Potential consequences of abandoning the START Treaty
The American military is insisting on a review of the Russian-American START Treaty. Reviewing this treaty – declining to extend it – would enable the military to build up and improve strategic offensive weapons, and even use them as a main strike force in conventional combat operations.
The American military is insisting on a review of the Russian-American START Treaty. Reviewing this treaty – declining to extend it – would enable the military to build up and improve strategic offensive weapons, and even use them as a main strike force in conventional combat operations.
Russia fears that if this happens, the United States would gain the capacity to deliver a disabling nuclear strike – and, given the new missile defense system, the ability to avert a retaliatory strike from Moscow.
START I was signed at the end of the Cold War. For the USA and Russia, it was a kind of ticket to a safe future.
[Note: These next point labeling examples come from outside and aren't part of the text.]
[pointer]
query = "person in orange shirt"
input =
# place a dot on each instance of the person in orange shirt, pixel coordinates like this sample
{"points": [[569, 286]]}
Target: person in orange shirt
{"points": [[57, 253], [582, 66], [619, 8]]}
Each side not only knows what the other side is doing in the area of developing nuclear weapons and delivery vehicles, but is also entitled to visit and inspect any missile base, subject to verbal notification 24 hours in advance. Both sides have also restricted their numbers of deployed missiles, nuclear submarines, strategic bombers, and the nuclear warheads they carry. All weapons over the limits were supposed to be destroyed, under reciprocal observation.
START I expires on December 5, 2009. From that moment, unless both sides sign some sort of new treaty, each will be able to do whatever it pleases with its strategic arsenals. Russia has already said that it’s prepared to sign a new treaty. General James Cartwright, commander of US Strategic Command, maintains that declining to extend the treaty would make it easier for Washington to deliver strikes in the global war on international terrorism.
Without START I, the Americans would have their hands untied. The USA would be able to use its strategic arsenals in conventional conflicts. This is known as the global strike concept: striking at any “terrorists” or rogue states who are developing weapons of mass destruction, within an hour of identifying a target anywhere in the world. The Americans would use Trident II and Minuteman III silo-launched or sea-launched ICBMs. In upgrading these missiles, the Pentagon intends to replaces some of their nuclear warheads with conventional payloads: comparable to a nuclear charge in terms of destructive force, but with no “unpleasant” environmental consequences.
Vladimir Dvorkin, head of the Defense Ministry’s Fourth Institute (nuclear weapons research) prior to 2001: “Building such weapons systems is entirely feasible. The only question concerns new high-precision warheads, targeted by means of GPS.”
According to experts, Washington is already developing new warheads for its Minuteman III and Trident II ICBMs. They were tested recently with GPS receivers. According to Dvorkin, these missiles would be accurate to within a few meters, for targets anywhere in the world.
Viktor Yesin, former chief of staff for the Strategic Missile Forces: “In recent years, we have worked with the Americans to establish a reliable system of monitoring nuclear arms development, and a missile launch warning system. All this served to rule out the possibility of a sudden nuclear conflict. Dates for all training and test launches are agreed upon several months in advance. This wouldn’t happen in the event that a ballistic missile is used against terrorists.”
The existing missile launch warning system has two components: in space and on the ground. Satellites detect a launch and inform ground-based radars, which determine the flight path and approximate targets. If the trajectory turns out to be in direct proximity to Russia’s borders – or over Russian territory, God forbid – a retaliatory strike from Russian nuclear forces is inevitable. Experts say it’s impossible for the system to tell what kind of payload a missile is carrying: nuclear or conventional. And there simply wouldn’t be enough time to work it out. Foreseeing this, the Americans have already proposed an agreement that non-nuclear missiles will be launched from strictly-specified launchers at one particular base. But what about sea-based missiles? Nuclear submarines don’t stand still, after all. And it wouldn’t be easy to identify which submarine has lanuched a missile. These uncertainties could trigger a full-scale nuclear conflict.
The only chance of restraining Washington from such a conflict is to extend START I, with all its reciprocal monitoring and notification mechanisms. At this stage, Gen. Cartwright is describing his own personal vision of solutions to US security problems. At their recent meeting, presidents Vladimir Putin and George W. Bush noted that it is necessary to continue developing the strategic disarmament process.